Otofaji; eskimiş hücrelerin yenilenmesi; içinden işe yarayan parçaların geri dönüşüme kazandırılması ve yerine yenisinin yapılması demektir. Apoptoz ise, eskimiş hücrenin ‘ölmeye’ kendisinin karar vermesi ve ortadan kalkmasıdır. İşte bu iki şahane yöntem bizi eski hücrelerden kurtarır. Bu yüzden gençlikte cilt pırl pırıldır, yaralar kolay iyileşir, gözler keskindir, eklemler ağrımaz vs. Çünkü eskiyenler bu iki yöntemle atılıp yerine yeni hücreler yapılır. Ancak yaş ilerledikçe bu iç temizlik sistemi yavaşlar. Eskimiş hücreler tazelenemez, bu eski püskü zombi hücrelerle tıka basa dolu kalırız. Antiaging çalışmalarında eski hücreleri yok etmeye, apoptoz ve otofajiyi artırmaya yönelik heyecan verici gelişmeler oluyor. Ancak bizim kendi kendimize yapabileceğimiz ve ilaçlardan çok daha etkili yöntemler var.

Hücresel gençlik için

Gece açlığı + derin uyku + soğuk.  İşte formül budur. Elbette size her konuda sağlık önerisi olarak bu üçlüyü sunduğum için enteresan bulmamış, yine mi aynı öneriler demiş olabilirsiniz. Ancak cevap budur! Gece açlığı boyunca, derin bir uyku anında ve serin bir ortamda; tüm eski hücrelerin hem apoptozu hem otofajisi artar. Vücutta bu etkiyi artıracak başka bir doğal mekanizma yok. Zaten uyumanın amacı bu: eskilerden kurtulmak. 
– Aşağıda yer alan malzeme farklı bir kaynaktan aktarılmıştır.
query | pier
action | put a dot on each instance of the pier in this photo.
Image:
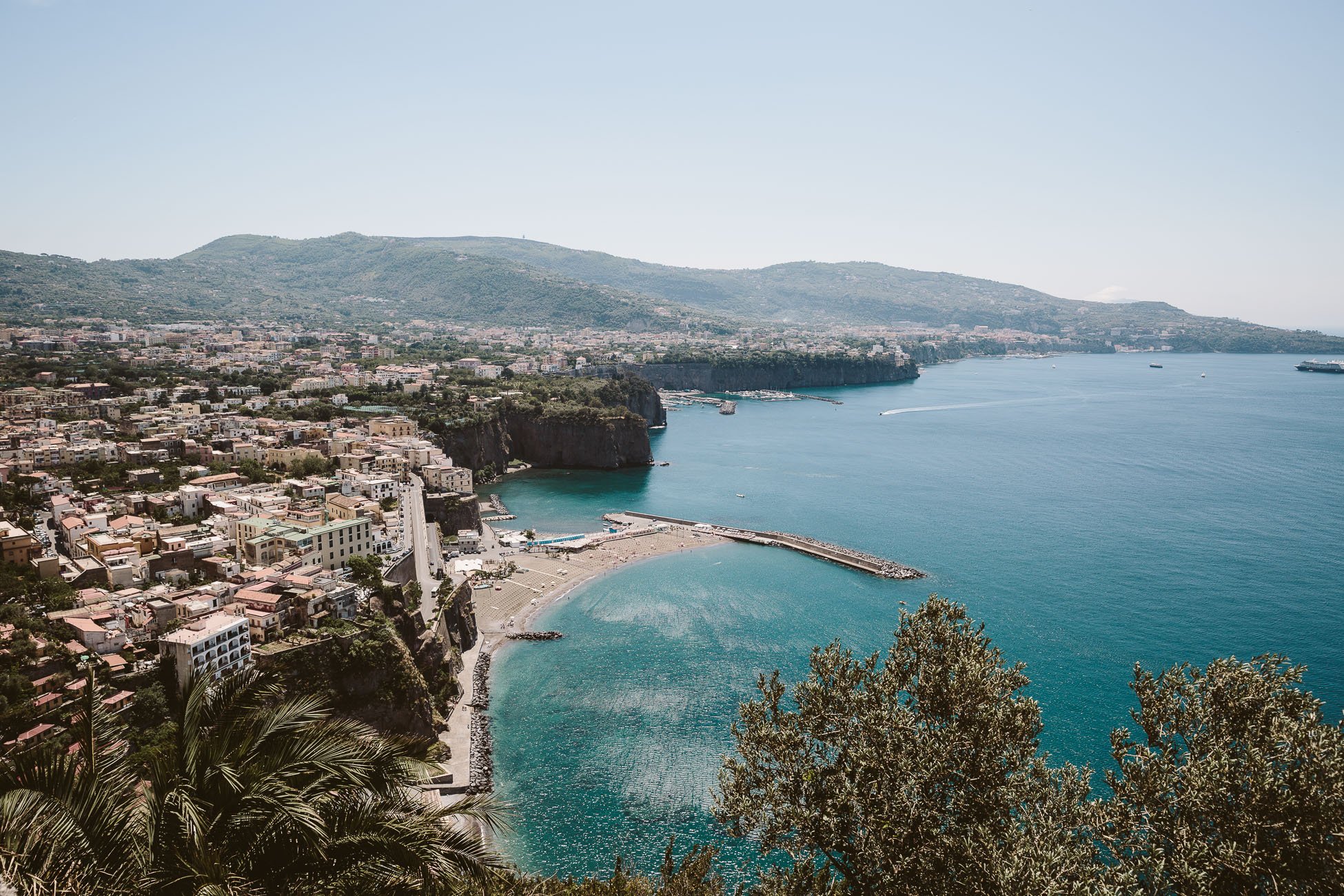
(800, 543)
  • Ama o uyku saat 17’den itibaren bir şey yemeden, 
  • Saat 19’dan itibaren elektroniklere bakmadan, 
  • Saat 23’ten itibaren karanlık ve serin bir odada uyuyarak olur.
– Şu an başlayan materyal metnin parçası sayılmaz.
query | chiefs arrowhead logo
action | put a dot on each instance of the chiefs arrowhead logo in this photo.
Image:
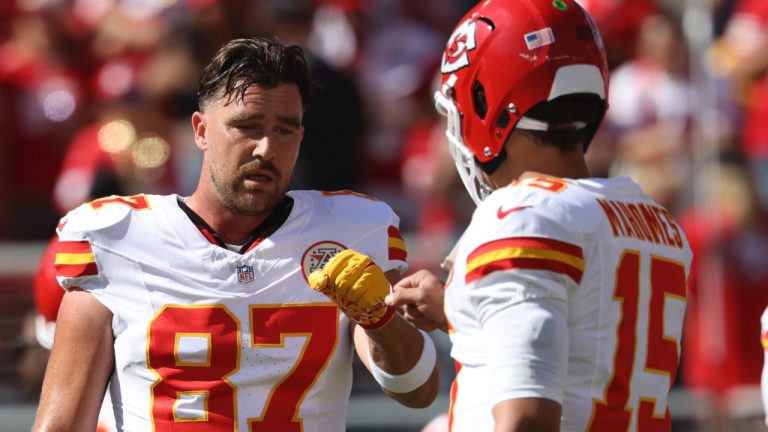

Diğer teorilerin anlattığı yaşlanma sebeplerine de cevap arıyorsak, uzun ve genç hücreli yaşam için yine her yol aynı kapıya çıkıyor; sağlıklı beslenme ve yaşam şekli.
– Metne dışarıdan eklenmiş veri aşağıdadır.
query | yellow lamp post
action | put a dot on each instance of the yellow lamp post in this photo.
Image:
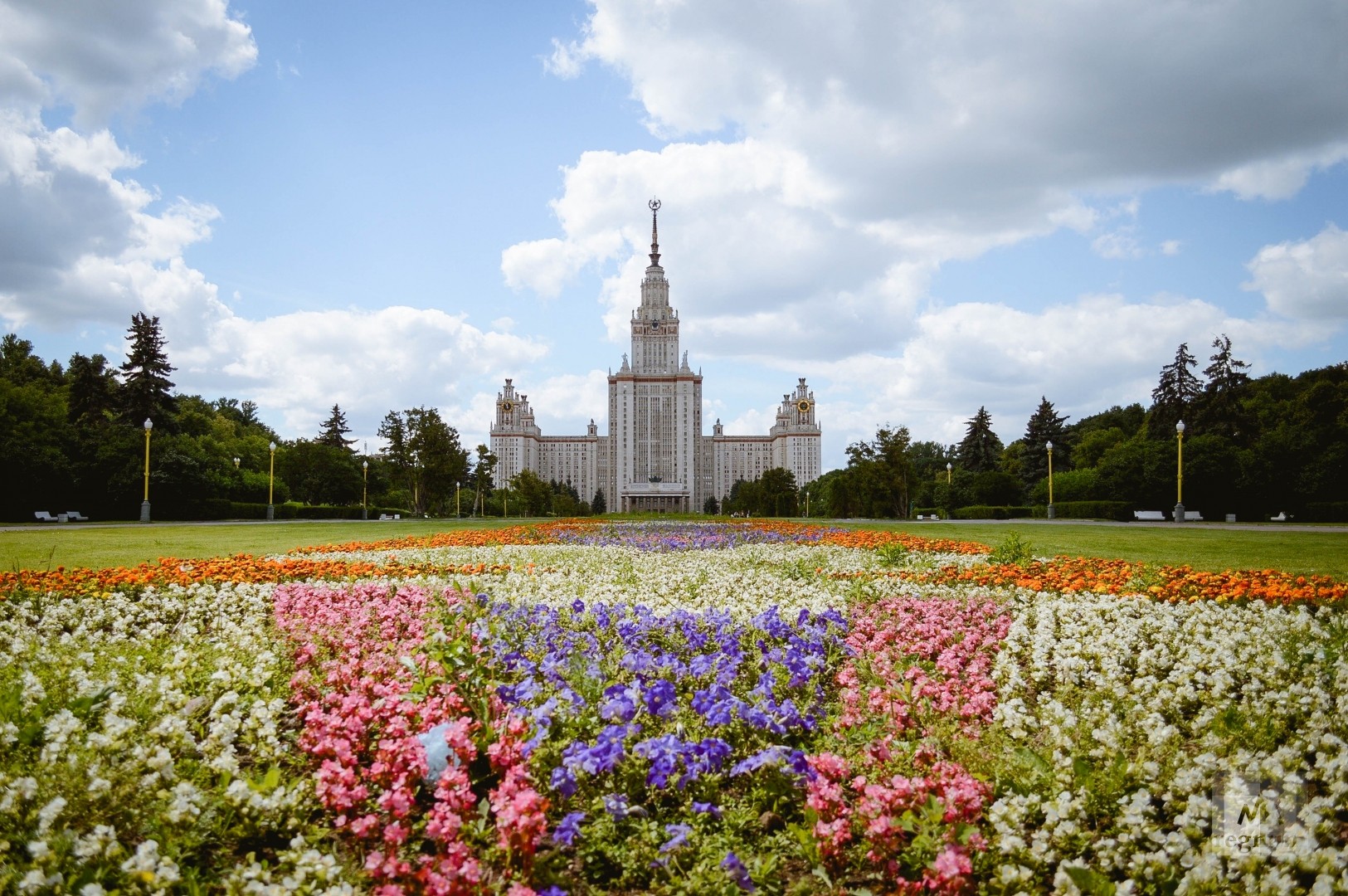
(144, 503)
(1180, 472)
(1052, 509)
(271, 481)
Bağışıklık sistemi de yaşlanır: İmmun Senesens

Tüm hücreler yukarıda anlatılan etkilerle yaş ilerledikçe yaşlanır. Bağışıklık hücreleri de bundan nasibini alır. Bir hücrenin yaşlanmış hali şu demektir: Hücre eskimiştir, hasarlıdır, işini iyi yapamaz ama yenilenmeye de direnir. Bu yenilenmeye direnen ama yaşlı zombi hücrelere senesens hücre denir.  Yenilenmeye direnmek ne demektir? Normalde eski hasarlı hücrenin ‘tespiti’ ve yok edilmesi; yerine kök hücrelerden yenisinin yapılması gerekir. Konu tespit olunca, eski hücreleri tespit edip yok eden zaten immun sistemdir. Yani bağışıklık sistemi, eskimiş hücre tespiti ve yok edilmesi işinde yeralır.  Tespite ‘sürveyans’ diyelim. İmmun sistem bu surveyansı doğru yapıp eski hücreleri doğru tespit etmesi gerekirken, kendisi de yaşlandığı için etkili surveyans yapamaz. Aynı bizim testlerle Covid taramamıza surveyans dendiği gibi bağışıklık sistemi de vücut içinde bu taramayı hem virüs, bakteri için hem de eski hücreleri bulmak için yapar. İşte yaşlanmayla beraber immun sistem de yaşlanır, vücut içindeki virüsü bakteriyi yakalayıp yok etmekte zorlandığı gibi eski hücreleri tespitte de zorlanır. O yüzden yaşlılıkla kronik hastalıklar ve kanser artar. Kanserli hücreyi tarama ile yakalamakta zorlanır. Bizim bağışıklığa ait hücreleri de tüm hücrelerin biyolojik kurallarına tabi tutmamız gerekir. Yani doğru beslenme ve yaşam şekli onlar için de şarttır. Yukarıdaki ‘eski hücrelerden kurtulma formülü’ bağışıklık için de olmazsa olmazdır. Yani gece açlığı ve uykuyla eski ‘bağışıklık hücrelerinden’ kurtulmak mümkündür. Daha spesifik cevaplar da beklediğinizi düşünerek birkaç önemli bağışıklık desteğini yazarak bitiriyorum.
  • Çinko (bağışıklığın timüs organını destekler)
  • Vitamin A , kolostrum, probiyotikler, lifli besinler (bağışıklığın mukoza kısmını destekler)
  • Vitamin D (bağışıklığın doğal kısmını ve mukozaları destekler)
  • Vitamin C (nötrofilleri) destekler.